我试着用hadoop从一个json文件中得到一些统计数据,比如某个类别或语言的平均星级数。为了做到这一点,我用mrjob,我找到了这个code:
import re
from mrjob.job import MRJob
from mrjob.protocol import JSONValueProtocol
from mrjob.step import MRStep
WORD_RE = re.compile(r"[\w']+")
class MRMostUsedWord(MRJob):
FILES = ['stop_words.txt']
OUTPUT_PROTOCOL = JSONValueProtocol
def configure_args(self):
super(MRMostUsedWord, self).configure_args()
# allow for alternate stop words file
self.add_file_arg(
'--stop-words-file',
dest='stop_words_file',
default=None,
help='alternate stop words file. lowercase words, one per line',
)
def mapper_init(self):
stop_words_path = self.options.stop_words_file or 'stop_words.txt'
with open(stop_words_path) as f:
self.stop_words = set(line.strip() for line in f)

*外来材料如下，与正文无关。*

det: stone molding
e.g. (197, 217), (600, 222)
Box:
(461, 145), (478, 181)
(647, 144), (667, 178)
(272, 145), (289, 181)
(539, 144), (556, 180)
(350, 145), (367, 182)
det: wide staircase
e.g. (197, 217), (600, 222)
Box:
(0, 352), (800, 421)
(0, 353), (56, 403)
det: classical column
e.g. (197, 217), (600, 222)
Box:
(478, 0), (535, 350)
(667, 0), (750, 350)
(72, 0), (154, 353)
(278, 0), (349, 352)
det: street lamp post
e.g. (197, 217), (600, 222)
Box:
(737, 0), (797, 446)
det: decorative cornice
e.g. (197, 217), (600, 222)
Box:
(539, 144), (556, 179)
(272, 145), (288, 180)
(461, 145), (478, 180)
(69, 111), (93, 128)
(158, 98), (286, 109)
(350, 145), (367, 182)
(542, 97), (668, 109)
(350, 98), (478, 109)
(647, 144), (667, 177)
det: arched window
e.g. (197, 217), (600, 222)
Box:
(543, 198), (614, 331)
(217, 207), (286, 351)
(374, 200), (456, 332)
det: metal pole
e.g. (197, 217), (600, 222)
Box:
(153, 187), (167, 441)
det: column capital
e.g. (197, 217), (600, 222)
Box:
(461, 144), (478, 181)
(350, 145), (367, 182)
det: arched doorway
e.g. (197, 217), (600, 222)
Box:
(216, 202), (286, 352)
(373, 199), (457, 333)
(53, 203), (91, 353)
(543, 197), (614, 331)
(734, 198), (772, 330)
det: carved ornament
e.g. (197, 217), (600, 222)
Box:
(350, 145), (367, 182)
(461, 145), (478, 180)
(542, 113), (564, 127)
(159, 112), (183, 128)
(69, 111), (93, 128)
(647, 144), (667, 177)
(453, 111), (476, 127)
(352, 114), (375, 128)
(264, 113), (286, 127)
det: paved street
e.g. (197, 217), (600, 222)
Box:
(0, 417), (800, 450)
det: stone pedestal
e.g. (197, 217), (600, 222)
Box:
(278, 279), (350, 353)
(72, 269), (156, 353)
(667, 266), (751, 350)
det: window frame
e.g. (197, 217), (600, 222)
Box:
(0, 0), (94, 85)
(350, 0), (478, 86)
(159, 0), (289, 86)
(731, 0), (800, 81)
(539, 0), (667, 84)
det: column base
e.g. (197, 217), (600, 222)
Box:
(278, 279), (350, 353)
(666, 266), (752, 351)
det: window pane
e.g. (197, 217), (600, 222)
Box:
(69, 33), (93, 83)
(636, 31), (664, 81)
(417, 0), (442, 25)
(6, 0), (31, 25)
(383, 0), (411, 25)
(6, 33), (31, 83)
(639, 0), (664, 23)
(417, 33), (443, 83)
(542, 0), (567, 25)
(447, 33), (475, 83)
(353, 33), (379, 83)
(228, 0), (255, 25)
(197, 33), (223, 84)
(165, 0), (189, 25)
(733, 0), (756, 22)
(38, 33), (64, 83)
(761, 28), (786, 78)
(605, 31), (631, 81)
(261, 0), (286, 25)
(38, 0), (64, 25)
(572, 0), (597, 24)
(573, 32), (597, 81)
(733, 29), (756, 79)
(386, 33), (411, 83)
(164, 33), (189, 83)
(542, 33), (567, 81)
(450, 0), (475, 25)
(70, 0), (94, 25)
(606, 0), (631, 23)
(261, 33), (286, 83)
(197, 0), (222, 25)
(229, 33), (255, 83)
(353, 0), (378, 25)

def mapper_get_words(self, _, line):
# yield each word in the line
for word in WORD_RE.findall(line):
word = word.lower()
if word not in self.stop_words:
yield (word, 1)
def combiner_count_words(self, word, counts):
# sum the words we've seen so far
yield (word, sum(counts))
def reducer_count_words(self, word, counts):
# send all (num_occurrences, word) pairs to the same reducer.
# num_occurrences is so we can easily use Python's max() function.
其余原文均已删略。